# Coyote Contest



## mikevanwilder (Nov 11, 2008)

Last weekend my cousin and I were signed up for the Utah Predator Callers coyote contest. To make a long story short we didnt win, not because we didn't shoot the most doggies but because our truck blew a wheel bearing before we could make it back to the check in.  
We still had fun and found some new areas to hunt. 
I wanted to share the story on one of the coyotes we shot. It was the second morning and to this point we had only called in one dog and that was at 7:30am the first day. We had made about 12 stands that didn't produce anything at all.
On sunday we decided to hit a spot we've called before and had good luck with. Its a piece of property that has a ravine going down one side and some fields that sit on top of the other side. The ravine has a small creek running down it with sage brush and some tall cottonwoods that run along the fields.
We sit on the side opposite of the field in the sage and try to call them from the fields to us.
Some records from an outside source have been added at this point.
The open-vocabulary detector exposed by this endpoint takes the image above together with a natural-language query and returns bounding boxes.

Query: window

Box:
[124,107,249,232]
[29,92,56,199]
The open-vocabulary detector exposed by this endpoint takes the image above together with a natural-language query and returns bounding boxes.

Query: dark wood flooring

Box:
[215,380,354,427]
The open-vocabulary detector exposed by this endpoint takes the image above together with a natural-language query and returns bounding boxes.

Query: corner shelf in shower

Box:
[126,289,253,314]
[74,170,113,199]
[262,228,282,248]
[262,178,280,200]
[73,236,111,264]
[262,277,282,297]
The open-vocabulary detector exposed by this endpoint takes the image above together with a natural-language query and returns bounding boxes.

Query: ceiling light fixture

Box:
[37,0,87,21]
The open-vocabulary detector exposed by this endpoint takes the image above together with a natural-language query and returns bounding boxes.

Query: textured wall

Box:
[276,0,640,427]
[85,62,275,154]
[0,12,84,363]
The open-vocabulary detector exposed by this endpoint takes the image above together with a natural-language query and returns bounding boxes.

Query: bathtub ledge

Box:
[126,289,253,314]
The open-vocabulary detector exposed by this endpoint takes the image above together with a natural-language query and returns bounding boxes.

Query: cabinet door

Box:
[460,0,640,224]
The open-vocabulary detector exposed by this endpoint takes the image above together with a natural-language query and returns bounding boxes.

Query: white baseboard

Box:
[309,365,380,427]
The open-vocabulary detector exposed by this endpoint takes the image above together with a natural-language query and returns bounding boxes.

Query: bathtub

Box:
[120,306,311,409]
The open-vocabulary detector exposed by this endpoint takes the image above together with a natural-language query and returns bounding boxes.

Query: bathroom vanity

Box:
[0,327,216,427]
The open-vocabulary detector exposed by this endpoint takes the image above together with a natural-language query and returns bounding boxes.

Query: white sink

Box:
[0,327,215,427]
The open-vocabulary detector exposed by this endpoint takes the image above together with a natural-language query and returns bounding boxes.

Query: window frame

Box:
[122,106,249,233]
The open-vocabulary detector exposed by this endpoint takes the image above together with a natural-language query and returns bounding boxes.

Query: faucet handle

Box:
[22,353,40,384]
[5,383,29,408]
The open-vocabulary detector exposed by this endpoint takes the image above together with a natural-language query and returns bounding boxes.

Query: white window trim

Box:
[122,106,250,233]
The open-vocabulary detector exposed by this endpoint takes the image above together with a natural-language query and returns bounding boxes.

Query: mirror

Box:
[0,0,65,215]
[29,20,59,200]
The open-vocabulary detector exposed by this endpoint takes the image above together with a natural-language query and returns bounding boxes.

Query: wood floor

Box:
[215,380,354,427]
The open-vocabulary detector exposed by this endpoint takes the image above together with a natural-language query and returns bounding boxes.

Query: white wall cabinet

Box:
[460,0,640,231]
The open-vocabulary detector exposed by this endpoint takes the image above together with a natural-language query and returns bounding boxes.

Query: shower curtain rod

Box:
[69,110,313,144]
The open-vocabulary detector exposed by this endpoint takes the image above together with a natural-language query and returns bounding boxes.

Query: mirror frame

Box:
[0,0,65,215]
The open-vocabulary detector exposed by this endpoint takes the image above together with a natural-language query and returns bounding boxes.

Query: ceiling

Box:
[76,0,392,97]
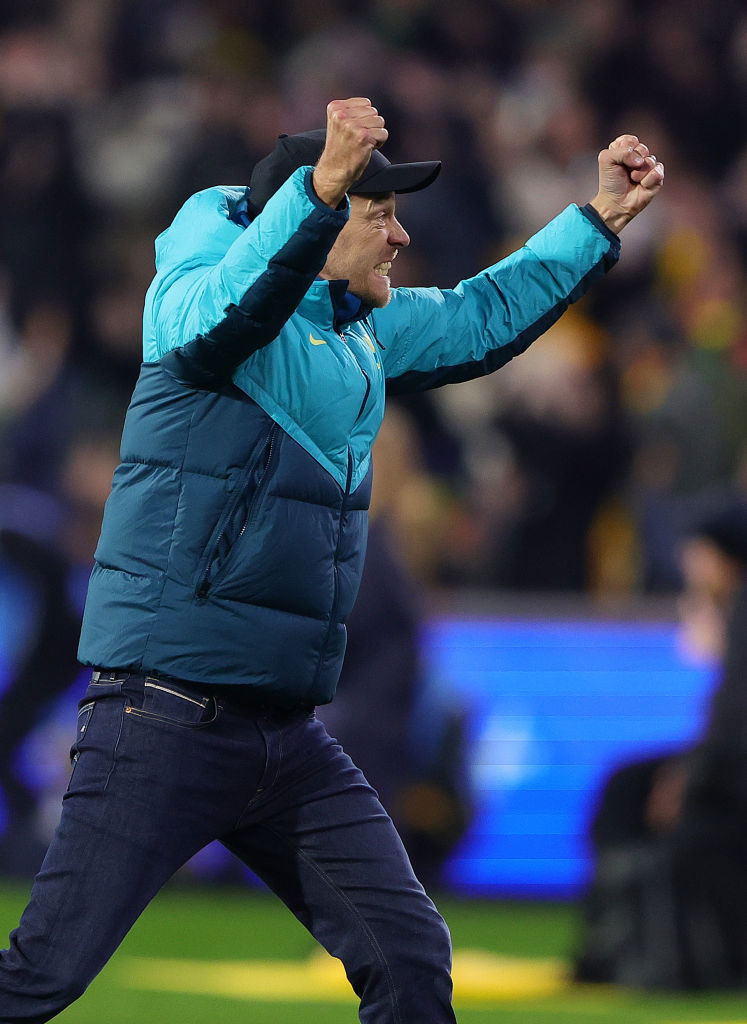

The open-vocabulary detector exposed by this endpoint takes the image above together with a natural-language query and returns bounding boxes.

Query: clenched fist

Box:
[313,96,389,207]
[591,135,664,232]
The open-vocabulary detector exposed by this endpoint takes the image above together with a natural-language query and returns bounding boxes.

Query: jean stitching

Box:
[125,697,219,732]
[102,700,124,793]
[265,825,402,1024]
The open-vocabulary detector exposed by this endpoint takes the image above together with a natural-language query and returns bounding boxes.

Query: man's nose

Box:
[389,217,410,249]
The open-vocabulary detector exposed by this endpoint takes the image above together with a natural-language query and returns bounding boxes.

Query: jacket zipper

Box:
[314,447,352,685]
[196,423,278,597]
[356,367,371,423]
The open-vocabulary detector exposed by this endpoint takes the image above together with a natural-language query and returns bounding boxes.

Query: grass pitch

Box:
[0,884,747,1024]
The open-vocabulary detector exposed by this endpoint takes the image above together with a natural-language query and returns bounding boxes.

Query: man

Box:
[0,97,663,1024]
[575,497,747,989]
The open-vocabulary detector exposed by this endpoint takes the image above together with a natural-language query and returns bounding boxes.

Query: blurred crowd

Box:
[0,0,747,595]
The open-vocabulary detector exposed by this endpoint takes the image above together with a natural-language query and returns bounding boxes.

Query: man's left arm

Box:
[373,135,664,393]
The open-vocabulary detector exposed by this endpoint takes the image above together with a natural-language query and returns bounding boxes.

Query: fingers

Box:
[314,96,389,207]
[599,135,664,188]
[327,96,389,148]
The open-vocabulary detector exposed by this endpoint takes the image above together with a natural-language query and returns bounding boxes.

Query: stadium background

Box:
[0,0,747,1021]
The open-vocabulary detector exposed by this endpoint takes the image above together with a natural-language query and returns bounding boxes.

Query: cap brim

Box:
[347,160,441,196]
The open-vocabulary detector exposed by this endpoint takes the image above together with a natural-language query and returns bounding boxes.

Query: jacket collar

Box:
[299,278,371,332]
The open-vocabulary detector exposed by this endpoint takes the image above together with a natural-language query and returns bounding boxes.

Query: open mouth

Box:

Like the other time we called as we are walking in we see a coyote mousing in the field. He looked like a big dog from where we were, 1000 yards or so. We sat down with the e-caller in between the two of us. My cousin turned on jack rabbit distress and the coyote starts to bark but also starts to make his way toward the edge of the field and into the sage brush. I pull up my binos and watch as he cross the fence and turns and heads towards us. Then he disappears into the sage and I don't see him again.
My cousin didn't see him leave the field so he turns the call to a pup distress for a few minutes and nothing. I'm watching the bottom of the ravine waiting for the coyote to appear. All of a sudden the dog starts barking to our right and he is on the same side of the ravine as us. I can't see him but can hear him, but my cousin could see him and thought he could shoot him. Well he shot but didn't connect, usually we would call it a busted stand and get up and leave but this time neither of us moved and just let the call continue.
5 min later a pair of coyotes start howling up on the field but we can't see them. We tried all the calls we thought would make them move but nothing happened. We decided to pack up and move into the tall trees along the field and see if it doesn't trigger them into moving closer. 
As we moved closer another coyote that was down in the ravine started howling. We got down in some sage and tried to call it in but it wasn't going to. It sounded like a young dog were as the first dog that came in sounded old and big. We figured that we could still make it to the trees and let this one go. 
We got to the edge of the field and saw a coyote making his way across to the other side. I pointed out a ditch that ran down the middle and we decided to move toward that to get a shot. There was about an inch of snow on the ground so our sound was pretty muffled but the coyote spotted something right as we jumped into the ditch and kinda took off over the rise and outta sight. We decided to try and call again just because we knew there was more coyotes around. We let the pup in distress call go and I heard the small coyote that was in the ravine still, start barking. I was about to get up and leave when the dog that disappeared, reappeared and was running at us as fast as he could. We both looked at each other and kinda laughed, not believing what we were seeing. Well he made it to within 100 yards and that was it, bang. We got up to him and noticed he was the same coyote from the field when we first sat down and the same that my cousin had shot at. We still can't believe we fooled him into coming back.
Anyway thanks to Reb for putting on a great contest and having great prizes, even though we didn't even get a chance to win those. I really like the 1 1/2 day thing.
Here are some pics.


----------



## yfzduner450 (Dec 28, 2009)

Mike, it sounds like you guys had a great time and i'm sorry to hear about your truck. I hope you skinned them coyotes. The fur is finally worth something again. Good luck to ya on the next contest!!!


----------



## MadHunter (Nov 17, 2009)

Awesome story Mike. Sounds like a blast. Too bad about the truck.


----------



## reb8600 (Sep 8, 2007)

I wish you could have made it back to the check in. We gave away a lot of real nice prizes in the drawing. I hope to see you at the next one. I will be at the one in Ephraim also.

I am glad to hear you like the 1 1/2 day contest. I asked everyone at the check in if any of them would rather see a one day contest instead. Nobody wanted that so I will leave it the same next year. I had a few emails when I first announced it saying people would have joined if it was only a one day hunt. I am not sure that any of them would have actually signed up though. The 1 1/2 day hunt gives you time to travel somewhere to hunt.


----------



## bullsnot (Aug 10, 2010)

Nice job fellers!


----------



## JERRY (Sep 30, 2007)

Very nice! Sorry to hear about the wheel bearing. Been there done that. Sucks!


----------